Diabetic retinopathy (DR) is a neurovascular complication of diabetes, driven by an intricate network of cellular and molecular mechanisms. This study sought to explore the mechanisms by investigating the role of 12-hydroxyeicosatetraenoic acid (12-HETE), its receptor GPR31, and microRNA (miR-29) in the context of DR, specifically focusing on their impact on Müller glial cells. We found that 12-HETE activates Müller cells (MCs), elevates glutamate production, and induces inflammatory and oxidative responses, all of which are instrumental in DR progression. The expression of GPR31, the receptor for 12-HETE, was prominently found in the retina, especially in MCs and retinal ganglion cells, and was upregulated in diabetes. Interestingly, miR29 showed potential as a protective agent, mitigating the harmful effects of 12-HETE by attenuating inflammation and oxidative stress, and restoring the expression of pigment epithelium-derived factor (PEDF). Our results underline the central role of 12-HETE in DR progression through activation of a neurovascular toxic pathway in MCs and illuminate the protective capabilities of miR-29, highlighting both as promising therapeutic targets for the management of DR.
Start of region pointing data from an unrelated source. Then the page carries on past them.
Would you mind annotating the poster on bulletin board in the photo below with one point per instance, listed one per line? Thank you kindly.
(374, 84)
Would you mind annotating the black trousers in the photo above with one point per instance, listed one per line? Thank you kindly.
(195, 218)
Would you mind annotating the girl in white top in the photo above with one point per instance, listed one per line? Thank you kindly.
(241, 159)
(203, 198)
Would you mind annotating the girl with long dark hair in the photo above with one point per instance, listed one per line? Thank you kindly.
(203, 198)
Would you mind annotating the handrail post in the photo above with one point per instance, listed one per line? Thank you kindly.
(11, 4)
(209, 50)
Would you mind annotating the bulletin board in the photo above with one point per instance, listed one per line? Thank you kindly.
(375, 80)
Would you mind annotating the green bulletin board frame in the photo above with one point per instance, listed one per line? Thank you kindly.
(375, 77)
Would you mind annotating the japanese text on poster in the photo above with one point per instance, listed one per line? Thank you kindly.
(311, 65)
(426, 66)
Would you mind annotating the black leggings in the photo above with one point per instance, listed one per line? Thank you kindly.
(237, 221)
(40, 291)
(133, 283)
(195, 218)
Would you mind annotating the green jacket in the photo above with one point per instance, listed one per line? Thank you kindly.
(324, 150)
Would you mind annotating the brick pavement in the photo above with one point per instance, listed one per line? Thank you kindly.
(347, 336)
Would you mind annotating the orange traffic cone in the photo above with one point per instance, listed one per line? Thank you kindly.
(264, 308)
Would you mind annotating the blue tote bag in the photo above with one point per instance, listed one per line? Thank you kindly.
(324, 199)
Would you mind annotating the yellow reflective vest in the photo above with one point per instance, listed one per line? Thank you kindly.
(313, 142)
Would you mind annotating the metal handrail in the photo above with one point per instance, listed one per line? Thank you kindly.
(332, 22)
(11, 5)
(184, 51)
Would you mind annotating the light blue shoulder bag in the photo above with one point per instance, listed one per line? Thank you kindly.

糖尿病视网膜病变 (DR) 是糖尿病的一种神经血管并发症，由复杂的细胞和分子机制网络驱动。本研究试图通过研究 12-羟基二十碳四烯酸 (12-HETE)、其受体 GPR31和 microRNA (miR-29) 在 DR 中的作用来探索其机制，特别关注它们对 Müller胶质细胞的影响。我们发现 12-HETE 可以激活穆勒细胞 (MC)、提高谷氨酸产量并诱导炎症和氧化反应，所有这些都有助于 DR 的进展。GPR31（12-HETE 的受体）的表达主要存在于视网膜中，尤其是在 MC 和视网膜神经节细胞中，并且在糖尿病中表达上调。有趣的是，miR29 显示出作为保护剂的潜力，通过减轻炎症和氧化应激来减轻 12-HETE 的有害影响，并恢复色素上皮衍生因子 (PEDF) 的表达。我们的结果强调了 12-HETE 通过激活 MC 中的神经血管毒性途径在 DR 进展中的核心作用，并阐明了 miR-29 的保护能力，强调两者都是治疗 DR 的有希望的治疗靶点。